According to emerging reports, supported by findings and concerns raised by Amnesty International and covered by international media including Reuters, a school in Minab was struck in an air attack, reportedly killing 168 school children along with their 14 teachers. These are not abstract numbers. These are classrooms turned into mass graves.
Under the Geneva Conventions, this is not a grey area. The law is explicit. Civilians are protected. Schools are protected. Children are protected. Even in war, there are red lines.
Such an incident, certainly constitute a war crime. The real question now is: why is there no immediate, unified international response demanding accountability?
Where is the moral clarity from the United Nations? Where is the urgency from UNICEF, whose very mandate is to defend the lives of children in precisely these circumstances?
Silence in the face of such allegations is not neutrality. It is complicity.
Further scrutiny has also turned to the question of what weapon was used in the alleged strike on Minab.
According to Byline Times, fragments found at the site have been linked to Tomahawk cruise missile systems, casting doubt on the official account and highlighting the complex supply chains involved in such weaponry.
Independent analysis of video footage, satellite imagery, and debris cited in multiple reports has suggested that the munition used may be consistent with this type of missile; a system primarily deployed by the United States and certain allied forces. However, these assessments claims that the weapon’s origin is in the UK-Scotland.
However, attribution in active conflict zones is often highly contested and technically complex. Definitive conclusions can only be drawn following a transparent and independent investigation which has not yet taken place in this case.
And then there is the West.
Western governments have spent decades positioning themselves as the custodians of a “rules-based international order.” They have rightly condemned attacks on civilians in conflicts elsewhere, invoking international law with force and conviction. But when allegations point in more politically inconvenient directions, that clarity evaporates.
This is not diplomacy. It is hypocrisy.
If international law is invoked only against adversaries but softened or ignored when allies are implicated, then it ceases to be law at all. It becomes a tool of power, selectively applied, strategically enforced, and fundamentally unjust.

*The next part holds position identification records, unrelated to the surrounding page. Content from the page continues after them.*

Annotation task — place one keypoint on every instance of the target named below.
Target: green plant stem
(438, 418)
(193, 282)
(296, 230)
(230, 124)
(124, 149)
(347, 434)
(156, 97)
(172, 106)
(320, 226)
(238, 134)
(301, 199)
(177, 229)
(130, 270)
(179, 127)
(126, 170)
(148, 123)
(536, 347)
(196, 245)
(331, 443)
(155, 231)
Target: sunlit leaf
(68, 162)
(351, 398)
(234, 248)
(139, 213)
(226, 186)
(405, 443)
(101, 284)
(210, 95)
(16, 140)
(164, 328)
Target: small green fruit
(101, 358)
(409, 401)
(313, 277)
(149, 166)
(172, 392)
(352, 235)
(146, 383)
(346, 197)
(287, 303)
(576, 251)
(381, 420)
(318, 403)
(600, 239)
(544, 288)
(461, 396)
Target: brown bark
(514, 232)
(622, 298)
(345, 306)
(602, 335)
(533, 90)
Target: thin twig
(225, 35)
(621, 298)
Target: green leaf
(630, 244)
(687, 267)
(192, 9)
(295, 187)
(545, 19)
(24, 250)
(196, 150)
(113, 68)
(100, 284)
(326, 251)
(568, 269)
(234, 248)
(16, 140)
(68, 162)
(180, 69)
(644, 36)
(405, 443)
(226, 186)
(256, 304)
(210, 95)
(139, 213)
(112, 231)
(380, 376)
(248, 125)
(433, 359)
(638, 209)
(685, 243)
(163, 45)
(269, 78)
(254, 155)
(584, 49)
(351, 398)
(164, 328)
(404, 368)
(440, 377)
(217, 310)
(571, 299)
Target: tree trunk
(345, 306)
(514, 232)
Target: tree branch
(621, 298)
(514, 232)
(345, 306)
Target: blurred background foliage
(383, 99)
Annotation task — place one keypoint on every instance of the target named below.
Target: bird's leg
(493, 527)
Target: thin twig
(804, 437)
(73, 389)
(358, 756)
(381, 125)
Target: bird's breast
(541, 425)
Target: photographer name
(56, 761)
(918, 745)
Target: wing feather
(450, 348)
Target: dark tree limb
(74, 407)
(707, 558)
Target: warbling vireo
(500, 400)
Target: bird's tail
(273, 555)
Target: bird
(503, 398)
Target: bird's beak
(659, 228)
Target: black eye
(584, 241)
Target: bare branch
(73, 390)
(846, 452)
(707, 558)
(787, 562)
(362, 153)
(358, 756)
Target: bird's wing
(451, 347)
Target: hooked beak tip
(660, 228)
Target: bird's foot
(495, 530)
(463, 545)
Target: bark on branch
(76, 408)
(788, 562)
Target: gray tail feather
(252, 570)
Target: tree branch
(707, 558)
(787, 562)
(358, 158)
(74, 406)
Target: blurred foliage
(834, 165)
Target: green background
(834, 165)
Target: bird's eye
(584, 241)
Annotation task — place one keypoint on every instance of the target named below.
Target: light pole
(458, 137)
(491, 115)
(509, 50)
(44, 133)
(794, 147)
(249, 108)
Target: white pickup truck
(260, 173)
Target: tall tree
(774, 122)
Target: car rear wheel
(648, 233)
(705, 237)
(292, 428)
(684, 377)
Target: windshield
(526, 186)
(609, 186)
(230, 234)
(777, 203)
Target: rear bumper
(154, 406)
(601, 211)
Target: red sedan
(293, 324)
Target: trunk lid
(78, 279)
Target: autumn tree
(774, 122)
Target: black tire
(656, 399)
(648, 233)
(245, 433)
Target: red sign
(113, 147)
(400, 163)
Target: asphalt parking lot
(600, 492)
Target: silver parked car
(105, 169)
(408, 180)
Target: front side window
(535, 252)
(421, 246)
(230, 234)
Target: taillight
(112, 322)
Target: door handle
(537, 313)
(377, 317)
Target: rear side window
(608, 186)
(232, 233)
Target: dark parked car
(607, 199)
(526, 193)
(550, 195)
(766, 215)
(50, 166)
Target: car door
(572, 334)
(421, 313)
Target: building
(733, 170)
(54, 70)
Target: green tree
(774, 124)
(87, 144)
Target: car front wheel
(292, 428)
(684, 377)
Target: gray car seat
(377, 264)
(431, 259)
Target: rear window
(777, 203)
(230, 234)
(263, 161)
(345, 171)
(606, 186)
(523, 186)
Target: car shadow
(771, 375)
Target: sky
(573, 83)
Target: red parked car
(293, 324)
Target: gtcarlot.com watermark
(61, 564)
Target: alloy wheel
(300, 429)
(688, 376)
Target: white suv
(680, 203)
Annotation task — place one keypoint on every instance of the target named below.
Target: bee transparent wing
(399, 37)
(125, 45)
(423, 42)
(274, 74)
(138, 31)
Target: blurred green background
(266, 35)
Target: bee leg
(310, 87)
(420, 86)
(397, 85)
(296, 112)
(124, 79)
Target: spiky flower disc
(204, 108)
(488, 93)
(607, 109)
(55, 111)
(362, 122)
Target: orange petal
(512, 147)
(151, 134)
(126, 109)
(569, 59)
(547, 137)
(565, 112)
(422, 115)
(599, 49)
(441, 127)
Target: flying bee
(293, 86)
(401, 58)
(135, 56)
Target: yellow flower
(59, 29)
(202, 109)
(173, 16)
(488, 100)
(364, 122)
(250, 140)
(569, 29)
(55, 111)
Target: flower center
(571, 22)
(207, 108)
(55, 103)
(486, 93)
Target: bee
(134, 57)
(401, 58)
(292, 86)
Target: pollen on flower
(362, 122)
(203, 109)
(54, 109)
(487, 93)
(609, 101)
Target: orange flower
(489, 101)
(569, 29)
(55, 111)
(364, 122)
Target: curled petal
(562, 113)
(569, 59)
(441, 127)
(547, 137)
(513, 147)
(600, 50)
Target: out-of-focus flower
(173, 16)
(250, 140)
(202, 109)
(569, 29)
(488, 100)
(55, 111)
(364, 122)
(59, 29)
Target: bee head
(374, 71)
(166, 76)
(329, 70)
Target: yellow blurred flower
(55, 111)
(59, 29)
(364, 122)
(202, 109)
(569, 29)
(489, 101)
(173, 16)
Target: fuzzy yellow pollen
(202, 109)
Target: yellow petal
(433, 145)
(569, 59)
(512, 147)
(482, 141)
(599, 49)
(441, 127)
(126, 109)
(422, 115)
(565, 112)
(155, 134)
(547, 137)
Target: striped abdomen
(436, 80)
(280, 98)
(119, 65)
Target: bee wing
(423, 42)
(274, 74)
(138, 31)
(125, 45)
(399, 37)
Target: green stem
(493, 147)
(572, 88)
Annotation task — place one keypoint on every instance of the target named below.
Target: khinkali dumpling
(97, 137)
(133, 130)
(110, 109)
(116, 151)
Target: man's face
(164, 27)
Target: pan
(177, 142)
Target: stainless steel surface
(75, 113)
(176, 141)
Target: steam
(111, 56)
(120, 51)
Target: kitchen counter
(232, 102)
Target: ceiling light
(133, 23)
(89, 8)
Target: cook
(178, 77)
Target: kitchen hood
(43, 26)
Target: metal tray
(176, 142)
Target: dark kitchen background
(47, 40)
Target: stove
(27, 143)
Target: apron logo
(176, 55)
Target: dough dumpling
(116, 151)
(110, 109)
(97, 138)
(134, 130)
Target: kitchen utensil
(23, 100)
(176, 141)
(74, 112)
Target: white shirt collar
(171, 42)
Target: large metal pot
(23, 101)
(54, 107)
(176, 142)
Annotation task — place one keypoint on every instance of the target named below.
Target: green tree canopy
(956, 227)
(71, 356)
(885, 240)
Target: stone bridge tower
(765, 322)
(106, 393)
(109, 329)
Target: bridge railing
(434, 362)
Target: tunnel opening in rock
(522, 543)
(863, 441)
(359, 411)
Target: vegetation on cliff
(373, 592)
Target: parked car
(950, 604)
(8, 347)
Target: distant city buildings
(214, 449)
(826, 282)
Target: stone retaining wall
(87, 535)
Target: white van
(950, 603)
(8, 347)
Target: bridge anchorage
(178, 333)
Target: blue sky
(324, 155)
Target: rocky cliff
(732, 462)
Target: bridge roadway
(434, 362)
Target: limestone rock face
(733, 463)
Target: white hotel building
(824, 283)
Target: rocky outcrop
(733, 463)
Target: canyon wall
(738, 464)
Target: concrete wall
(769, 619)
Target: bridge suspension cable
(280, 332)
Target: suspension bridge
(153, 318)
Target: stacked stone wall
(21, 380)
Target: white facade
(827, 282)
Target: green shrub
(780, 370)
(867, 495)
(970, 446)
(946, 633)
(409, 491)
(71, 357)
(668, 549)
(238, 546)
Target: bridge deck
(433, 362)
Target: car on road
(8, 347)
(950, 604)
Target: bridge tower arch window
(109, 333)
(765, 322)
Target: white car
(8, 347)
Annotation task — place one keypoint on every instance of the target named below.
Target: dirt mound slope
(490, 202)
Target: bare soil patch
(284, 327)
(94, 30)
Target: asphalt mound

Reports that dozens of hospitals, Red Cross facilities, residential building, and schools have been struck in the course of military operations in Iran only deepen the crisis. Under international humanitarian law, attacks on medical and educational infrastructure are among the most serious violations. They are not collateral, they are prohibited unless strict and narrow conditions are met. Repeated incidents, if verified, would suggest not error, but pattern.
And patterns demand accountability.
The International Criminal Court exists precisely for moments like this. Its mandate is clear: to investigate and prosecute those responsible for the most serious crimes under international law, regardless of nationality or political alignment. But the court’s effectiveness has always depended on political will something that has too often been absent when it matters most.
Minab is not just a test of facts. It is a test of integrity.
Either the international community applies the law consistently, or it admits that the system is broken that some lives are protected, while others are negotiable.
The victims in Minab do not need cautious statements or procedural delays. They need an independent investigation, transparency about what happened, and accountability for whoever is responsible, no matter how powerful.
Because if the killing of children in a school does not trigger that response, then the so-called rules of war are no longer rules at all.